Не мог же он винить себя за то, что мир настолько кособок и несовершенен, что всё в нем шиворот-навыворот. Если уж спрашивать с кого-то, так только с того, кто заварил всю эту кашу. Прохлаждаясь в своих заоблачных чертогах, не настолько же Он, мол, слеп и глух, чтобы не видеть правды: не всё обстоит в этом мире так, как должно быть в действительности. Не мог Он не понимать, что не люди виноваты, не они наломали дров, а кто-то другой из Его подопечных. Ведь и последнему дураку понятно, что люди смертны и слишком немощны – и физически и духовно, чтобы можно было ожидать от них добрых порывов, любви к ближнему, непорочности, великих свершений. А если так, то чего вы хотите от него, Паши Четвертинова? Ведь он всего лишь простой смертный. Он, Паша, не творил бед и не разводил всей этой нечисти. Не приносил он зла в этот мир. А поэтому не собирается он, понятное дело, отвечать за грехи рода человеческого при полнейшем попустительстве Создателя. Не собирается он отдуваться один за всех. Он, Четвертинов Паша, готов отвечать только за себя самого. Да и тут еще надо разобраться…
Внимая разглагольствованиям Павла, Маша иной раз ужасалась, как сильно он изменился. В эти минуты Четвертинов казался ей антиподом себя самого.
Ждать перемен к лучшему не приходилось. Бывали дни настолько черные, беспросветные, что хотелось выть от отчаяния – истошно, до судорог, чтобы извергнуть из себя всю горечь без остатка. Жить в таком аду – на это больше не хватало сил. Однако время шло, и «здравый смысл» вроде бы опять брал верх. Всё возвращалось на круги своя. Жизнь продолжалась. Возвращалось и понимание того, что выкручиваться предстоит собственными силами. Голая правда заставляла взять себя в руки.
Прав был всё-таки брат Ваня, у которого они с Павлом останавливались по пути в Америку. Он приводил многочисленные примеры, делился собственным опытом. Он убеждал их не строить слишком грандиозных планов, не мечтать о небесных кренделях, советовал отнестись к поездке просто – поколесить по миру, посмотреть Старый и Новый Свет, набраться впечатлений и, если получится, на время даже зацепиться где-нибудь, в Америке или Европе. Но лишь для того, чтобы удостовериться, насколько этот мир не таков, каким кажется со стороны. А потом, вернувшись домой, с бо́льшим пониманием, с более глубоким ощущением своих корней жить в Москве, в Туле, да где душе пожелается… Нигде, мол, человеку не живется так легко, как на родине. Ведь дома и стены помогают…

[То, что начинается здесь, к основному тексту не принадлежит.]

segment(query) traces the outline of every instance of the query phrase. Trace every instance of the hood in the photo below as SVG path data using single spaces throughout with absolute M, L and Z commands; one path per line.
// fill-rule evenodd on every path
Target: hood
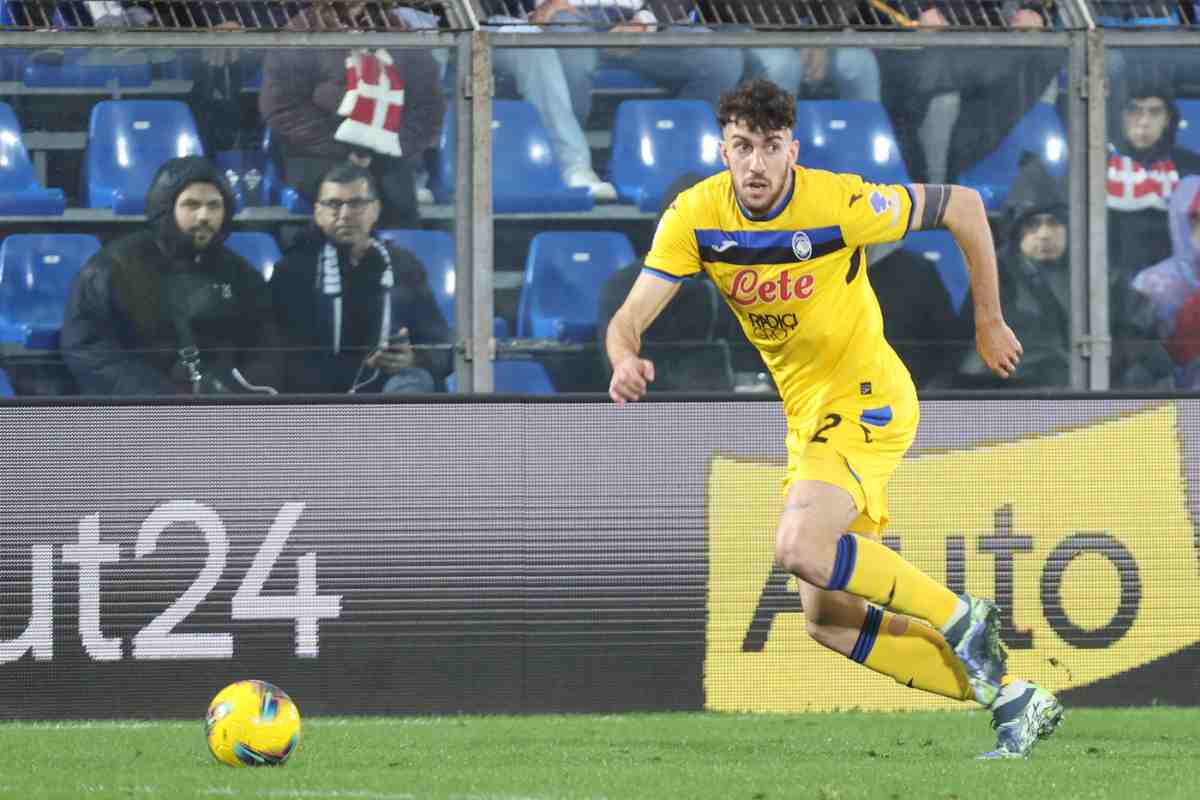
M 1004 222 L 1014 237 L 1022 222 L 1038 213 L 1052 213 L 1067 224 L 1067 193 L 1062 182 L 1032 152 L 1021 154 L 1020 172 L 1004 199 Z
M 163 251 L 178 258 L 191 258 L 196 255 L 190 239 L 185 237 L 175 224 L 175 200 L 192 184 L 212 184 L 221 192 L 224 199 L 226 213 L 221 221 L 221 228 L 212 237 L 212 242 L 205 248 L 215 252 L 221 248 L 221 243 L 229 236 L 233 228 L 233 215 L 235 212 L 235 198 L 229 182 L 221 170 L 203 156 L 182 156 L 169 158 L 158 168 L 150 181 L 150 190 L 146 192 L 146 221 L 155 231 L 155 237 Z
M 1112 103 L 1114 115 L 1110 121 L 1110 131 L 1114 132 L 1112 143 L 1122 155 L 1130 156 L 1140 162 L 1151 163 L 1168 158 L 1175 150 L 1175 133 L 1180 127 L 1180 108 L 1175 103 L 1175 89 L 1170 80 L 1157 77 L 1154 71 L 1136 74 L 1129 82 L 1129 88 L 1124 92 L 1124 100 L 1138 100 L 1142 97 L 1162 97 L 1166 103 L 1166 130 L 1163 137 L 1146 150 L 1134 150 L 1133 145 L 1124 136 L 1124 125 L 1121 119 L 1121 103 Z

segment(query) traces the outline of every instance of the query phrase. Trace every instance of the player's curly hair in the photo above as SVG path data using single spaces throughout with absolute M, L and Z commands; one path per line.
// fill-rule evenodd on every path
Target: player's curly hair
M 796 124 L 796 98 L 772 82 L 755 78 L 721 95 L 716 120 L 722 128 L 739 121 L 755 133 L 791 131 Z

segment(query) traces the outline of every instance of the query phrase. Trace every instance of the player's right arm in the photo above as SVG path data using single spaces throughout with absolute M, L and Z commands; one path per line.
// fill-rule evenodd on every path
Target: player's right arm
M 642 333 L 662 312 L 679 283 L 701 270 L 695 229 L 679 211 L 680 198 L 662 213 L 646 266 L 625 302 L 608 323 L 605 348 L 612 365 L 608 396 L 618 404 L 637 401 L 654 380 L 654 365 L 642 359 Z
M 626 401 L 641 399 L 654 380 L 654 363 L 641 357 L 642 333 L 662 312 L 676 293 L 679 283 L 642 271 L 629 290 L 625 302 L 608 323 L 605 347 L 612 363 L 612 383 L 608 396 L 623 405 Z

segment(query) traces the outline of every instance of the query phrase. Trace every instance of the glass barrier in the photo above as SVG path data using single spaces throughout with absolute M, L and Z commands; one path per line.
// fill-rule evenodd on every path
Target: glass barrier
M 529 375 L 559 392 L 607 387 L 607 323 L 676 193 L 725 169 L 716 103 L 749 77 L 797 98 L 802 167 L 882 185 L 955 182 L 983 197 L 1026 350 L 1012 380 L 974 354 L 967 272 L 948 231 L 868 248 L 887 336 L 920 389 L 1068 386 L 1064 49 L 990 48 L 980 60 L 964 48 L 497 48 L 493 66 L 496 318 L 500 357 L 516 365 L 497 363 L 498 389 Z M 806 227 L 820 225 L 781 229 Z M 661 362 L 655 390 L 773 390 L 750 339 L 792 333 L 730 311 L 731 265 L 744 260 L 730 252 L 716 283 L 685 281 L 647 331 Z M 768 305 L 760 327 L 792 324 Z
M 1114 389 L 1200 386 L 1200 54 L 1114 48 L 1109 324 Z
M 444 391 L 445 49 L 0 50 L 17 395 Z

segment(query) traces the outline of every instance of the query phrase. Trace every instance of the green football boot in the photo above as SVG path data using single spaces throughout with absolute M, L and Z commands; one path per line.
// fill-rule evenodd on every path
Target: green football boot
M 996 750 L 979 758 L 1027 758 L 1033 745 L 1062 723 L 1062 703 L 1046 690 L 1016 680 L 1006 686 L 991 711 Z
M 991 708 L 1000 694 L 1000 679 L 1008 670 L 1008 652 L 1000 643 L 1000 609 L 990 600 L 962 595 L 967 613 L 950 627 L 946 642 L 966 668 L 971 691 L 980 705 Z

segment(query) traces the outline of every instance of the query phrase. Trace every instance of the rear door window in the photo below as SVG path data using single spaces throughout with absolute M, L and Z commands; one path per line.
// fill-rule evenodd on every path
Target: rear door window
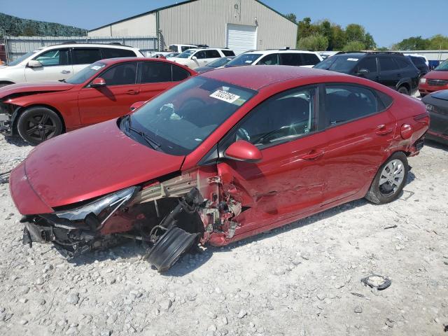
M 302 55 L 302 65 L 316 65 L 321 60 L 314 54 L 304 53 Z
M 398 69 L 392 57 L 379 57 L 379 67 L 382 71 L 393 71 Z
M 137 64 L 123 63 L 106 70 L 100 75 L 107 86 L 127 85 L 136 83 Z
M 257 65 L 279 65 L 279 54 L 271 54 L 260 59 Z
M 99 59 L 102 56 L 99 49 L 75 48 L 71 50 L 74 64 L 90 64 Z
M 115 57 L 135 57 L 135 52 L 127 49 L 115 49 L 112 48 L 103 48 L 101 50 L 103 59 Z
M 164 62 L 145 62 L 141 64 L 141 83 L 171 82 L 171 64 Z
M 280 62 L 282 65 L 299 66 L 302 64 L 302 56 L 298 52 L 285 52 L 279 54 Z

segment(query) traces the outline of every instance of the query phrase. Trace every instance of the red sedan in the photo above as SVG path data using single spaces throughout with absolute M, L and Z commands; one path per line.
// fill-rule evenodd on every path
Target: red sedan
M 163 271 L 195 242 L 225 245 L 362 197 L 396 200 L 428 122 L 421 102 L 363 78 L 223 69 L 38 146 L 10 191 L 24 242 L 77 255 L 141 239 Z
M 38 144 L 65 132 L 129 113 L 194 70 L 154 58 L 98 61 L 64 82 L 14 84 L 0 88 L 0 132 Z

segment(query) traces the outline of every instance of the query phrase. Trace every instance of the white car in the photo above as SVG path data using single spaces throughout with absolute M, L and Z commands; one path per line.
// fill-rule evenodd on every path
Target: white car
M 0 66 L 0 87 L 16 83 L 61 80 L 99 59 L 144 57 L 139 49 L 115 44 L 60 44 L 40 48 Z
M 312 68 L 323 60 L 318 53 L 293 49 L 248 51 L 237 56 L 225 67 L 241 65 L 293 65 Z
M 205 66 L 218 58 L 234 55 L 234 52 L 229 49 L 218 48 L 188 49 L 175 57 L 170 57 L 169 60 L 190 69 L 196 69 L 200 66 Z

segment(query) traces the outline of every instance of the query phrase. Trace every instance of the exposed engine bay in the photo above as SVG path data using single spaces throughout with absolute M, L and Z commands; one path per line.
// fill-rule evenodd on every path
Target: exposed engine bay
M 127 239 L 150 247 L 145 258 L 159 272 L 169 269 L 212 234 L 231 239 L 241 203 L 225 192 L 219 176 L 199 171 L 127 188 L 87 202 L 26 216 L 23 244 L 52 242 L 69 258 Z M 206 196 L 206 197 L 204 197 Z

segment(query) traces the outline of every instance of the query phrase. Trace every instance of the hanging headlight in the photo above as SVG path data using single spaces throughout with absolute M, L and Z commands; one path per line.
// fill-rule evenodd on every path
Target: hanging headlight
M 55 214 L 59 218 L 66 218 L 70 220 L 83 220 L 89 214 L 94 214 L 98 216 L 105 209 L 111 208 L 113 211 L 109 213 L 106 218 L 102 220 L 104 223 L 116 209 L 131 199 L 136 188 L 137 187 L 135 186 L 127 188 L 126 189 L 106 195 L 83 206 L 71 210 L 55 212 Z

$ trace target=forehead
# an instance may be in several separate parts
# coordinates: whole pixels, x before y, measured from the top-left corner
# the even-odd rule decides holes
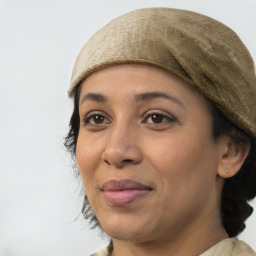
[[[181,101],[194,101],[208,108],[209,101],[190,83],[162,69],[144,64],[119,64],[100,69],[83,80],[80,86],[80,103],[88,93],[108,97],[129,96],[160,92],[169,93]]]
[[[161,89],[164,85],[174,87],[176,84],[176,87],[200,94],[191,84],[176,75],[144,64],[119,64],[97,70],[82,81],[80,92],[100,90],[107,93],[113,87],[118,90],[136,91],[142,88],[143,84],[144,89]]]

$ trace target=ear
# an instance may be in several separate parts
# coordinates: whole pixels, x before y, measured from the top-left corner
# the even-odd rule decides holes
[[[250,150],[250,144],[236,142],[232,138],[220,138],[220,161],[218,175],[231,178],[238,173]]]

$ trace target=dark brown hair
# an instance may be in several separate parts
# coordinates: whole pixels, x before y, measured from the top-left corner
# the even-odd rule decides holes
[[[76,143],[79,133],[79,95],[80,86],[74,89],[74,109],[69,123],[69,132],[65,137],[64,145],[75,160]],[[242,168],[232,178],[226,179],[221,197],[222,225],[230,237],[237,236],[245,228],[245,220],[252,214],[253,208],[248,201],[256,196],[256,158],[255,145],[249,136],[229,121],[216,107],[212,106],[213,138],[217,140],[221,135],[231,137],[236,143],[251,144],[249,155]],[[79,170],[76,170],[79,176]],[[92,228],[100,227],[93,213],[87,195],[84,195],[82,214]]]

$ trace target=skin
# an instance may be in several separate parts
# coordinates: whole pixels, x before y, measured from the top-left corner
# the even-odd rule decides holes
[[[221,189],[246,150],[213,139],[209,102],[187,82],[139,64],[101,69],[81,86],[76,157],[90,205],[113,239],[112,255],[193,256],[227,238]],[[169,98],[138,96],[152,92]],[[152,190],[115,206],[102,191],[111,179]]]

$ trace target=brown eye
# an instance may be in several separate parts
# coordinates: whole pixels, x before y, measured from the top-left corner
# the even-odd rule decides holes
[[[163,114],[163,113],[151,113],[146,116],[143,123],[168,124],[168,123],[173,123],[175,121],[176,121],[176,119],[171,115],[167,115],[167,114]]]
[[[108,122],[109,120],[100,114],[90,114],[84,120],[85,125],[101,125]]]
[[[162,123],[163,122],[163,115],[159,115],[159,114],[153,114],[152,117],[151,117],[151,120],[153,123]]]
[[[100,115],[95,115],[93,116],[92,120],[95,124],[102,124],[104,122],[104,117]]]

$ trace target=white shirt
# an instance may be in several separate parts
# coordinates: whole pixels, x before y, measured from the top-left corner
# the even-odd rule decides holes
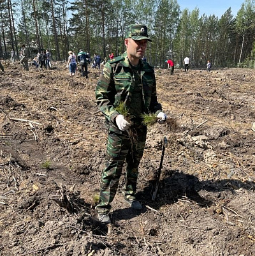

Легко рассуждать, когда живешь в благополучной стране, в старом королевстве, когда жизнь обкатала тебя, как гальку с атлантического пляжа. Логика брата отдавала какой-то личной ограниченностью. Иван был неудачником, и сам это прекрасно знал. Можно ли у неудачника чему-то научиться?
Ей хотелось широты, разнообразия. И не когда-то там, в отдаленном будущем, и даже не завтра, а именно сегодня. Почему так получается, что человек приходит в этот мир свободным, но затем должен жить, словно осужденный на пожизненные каторжные работы, словно гиря на цепи привязанный к определенной местности? Кто провел эту черту оседлости? Кто приковал его к клочку убогой земли, пусть роднее ее на белом свете ничего нет, – к земле, которая большинству простых смертных сулит одни тяготы и разочарования? А ведь так покорное большинство и перебивается всю жизнь, до гробовой доски.
Всё это казалось беспроглядным, несправедливым, постылым, да и просто убогим в сопоставлении с настоящими возможностями, которые еще недавно открывались перед ней и которые Павел так ярко и убедительно расписывал – в тот момент, когда она еще во что-то верила… – уговаривая ее плюнуть на всё и махнуть в Америку.